You score yourself on those three phases for every shot you hit during a round, and you end up with a percentage that represents your mental score. If you play a par-4 and make bogey, 5 is your physical score. But if you successfully go through the three phases of your routine for each of the five shots, your mental score is 5/5, or 100 percent. The top Tour players in the world routinely score in the high 90s. The difference between winning a major and keeping your card is about 7 or 8 percentage points—five or six shots per round with less than full concentration. The club champion at your course would probably score in the high 60s or low 70s.
About Our Guests
Michael Theodore Lardon is considered among the country’s most prominent sport psychiatrists. Lardon is an Associate Clinical Professor at the University of California at San Diego School of Medicine, and is the author of two books, “Mastering Golf’s Mental Game” (Random House 2014) and “Finding Your Zone: 10 Core Lessons for Peak Performance in Sports and Life” (Penguin 2008).
In July 1994 Lardon continued his clinical studies in athletic peak performance during his fellowship in Psychobiology and Psychopharmacology at UCSD. After his fellowship he started his career as a sports psychiatrist on the PGA Tour, first helping Kemper Open champion Mike Springer. In 2001, Lardon was contacted by James Bauman, Senior Sports Psychologist at the United States Olympic Training Center in Chula Vista, CA, to evaluate U.S. Olympic skeleton hopeful Jimmy Shea who had been referred to him for the treatment of depression.
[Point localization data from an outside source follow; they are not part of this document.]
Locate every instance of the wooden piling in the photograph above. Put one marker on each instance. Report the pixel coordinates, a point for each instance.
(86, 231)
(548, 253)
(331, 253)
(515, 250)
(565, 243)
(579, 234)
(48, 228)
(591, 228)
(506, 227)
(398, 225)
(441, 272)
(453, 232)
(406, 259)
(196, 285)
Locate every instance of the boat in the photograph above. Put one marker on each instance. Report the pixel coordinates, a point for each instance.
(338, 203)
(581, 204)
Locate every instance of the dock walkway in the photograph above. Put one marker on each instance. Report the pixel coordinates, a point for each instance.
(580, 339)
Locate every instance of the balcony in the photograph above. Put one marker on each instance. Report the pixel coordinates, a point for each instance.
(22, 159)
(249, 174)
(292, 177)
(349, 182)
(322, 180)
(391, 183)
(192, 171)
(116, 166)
Jimmy Shea won the Olympic gold medal in the skeleton in 2001. Immediately after winning Olympic gold medal Shea pulled out a picture card of his grandfather, Jack Shea (two-time Olympic speed skating champion) and held the picture up for the National and International media in celebration of his victory. In Guidepost magazine, Shea credits Dr. Lardon for giving the suggestion of taking his grandfather’s photo and putting it in his helm et on the day of the race. After the 2002 Olympics, Jimmy Shea and Dr. Lardon’s work together was chronicled in an article in Sports Illustrated magazine, they then went on a public relations tour, sponsored by the pharmaceutical company Wyeth-Ayerst focusing on the destigmatization of depression in men.
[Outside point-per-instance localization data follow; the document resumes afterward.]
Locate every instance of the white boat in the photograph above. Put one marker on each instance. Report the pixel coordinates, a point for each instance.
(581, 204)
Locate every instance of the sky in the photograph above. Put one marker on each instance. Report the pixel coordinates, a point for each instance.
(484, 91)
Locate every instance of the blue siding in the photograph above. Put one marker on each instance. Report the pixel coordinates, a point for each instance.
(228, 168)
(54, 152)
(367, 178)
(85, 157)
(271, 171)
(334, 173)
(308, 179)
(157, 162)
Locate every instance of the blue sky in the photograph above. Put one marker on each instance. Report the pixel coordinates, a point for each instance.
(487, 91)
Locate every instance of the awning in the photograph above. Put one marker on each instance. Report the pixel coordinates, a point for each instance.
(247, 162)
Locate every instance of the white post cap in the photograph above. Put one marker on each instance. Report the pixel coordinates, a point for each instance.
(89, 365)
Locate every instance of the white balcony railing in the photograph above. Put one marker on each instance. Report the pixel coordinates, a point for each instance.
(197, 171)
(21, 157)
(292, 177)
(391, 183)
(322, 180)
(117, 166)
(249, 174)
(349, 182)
Lardon continued to work with a number of Olympic athletes, including the 2004 Olympic Silver medalist in crew, Samantha MaGee; the 2006 Olympic team captain of the men’s four-man bobsled, Steve Holcomb; and the 2004 400-meter hurdler Brenda Taylor. He continued his work with the Olympic athletes while expanding his presence in the golf world.
He has worked with the 2001 British Open champion, David Duval; the 2002 PGA champion, Rich Beem, the 2005 U.S. Open champion, Michael Campbell and five-time major champion Phil Mickelson. Mickelson credits Lardon for helping him win the 2013 British Open.Lardon has also worked with athletes in other sports, including former San Diego Chargers Pro Bowl kicker Nate Kaeding.
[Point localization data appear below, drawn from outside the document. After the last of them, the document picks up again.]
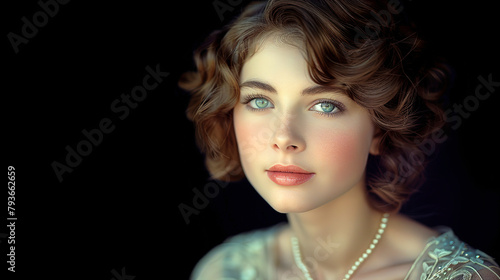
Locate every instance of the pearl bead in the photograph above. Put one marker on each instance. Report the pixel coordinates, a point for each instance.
(378, 235)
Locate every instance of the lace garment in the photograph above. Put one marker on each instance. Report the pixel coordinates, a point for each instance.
(249, 256)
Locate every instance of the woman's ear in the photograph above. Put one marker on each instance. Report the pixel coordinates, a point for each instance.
(375, 145)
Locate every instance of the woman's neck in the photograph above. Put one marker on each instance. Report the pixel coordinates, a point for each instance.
(333, 236)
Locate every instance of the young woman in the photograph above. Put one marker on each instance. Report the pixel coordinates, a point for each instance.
(322, 106)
David Ogrin is a three-time PGA TOUR winner (1996 La Cantera Texas Open; 1989 Chrysler Team Championship; and 1987 Deposit Guaranty Classic), making him a Lifetime Member of the PGA TOUR.
David is the director of instruction at Topgolf after serving as the assistant golf coach at Texas Lutheran University and as Director of Instruction at Three Crowns Golf Club in Casper, Wyoming.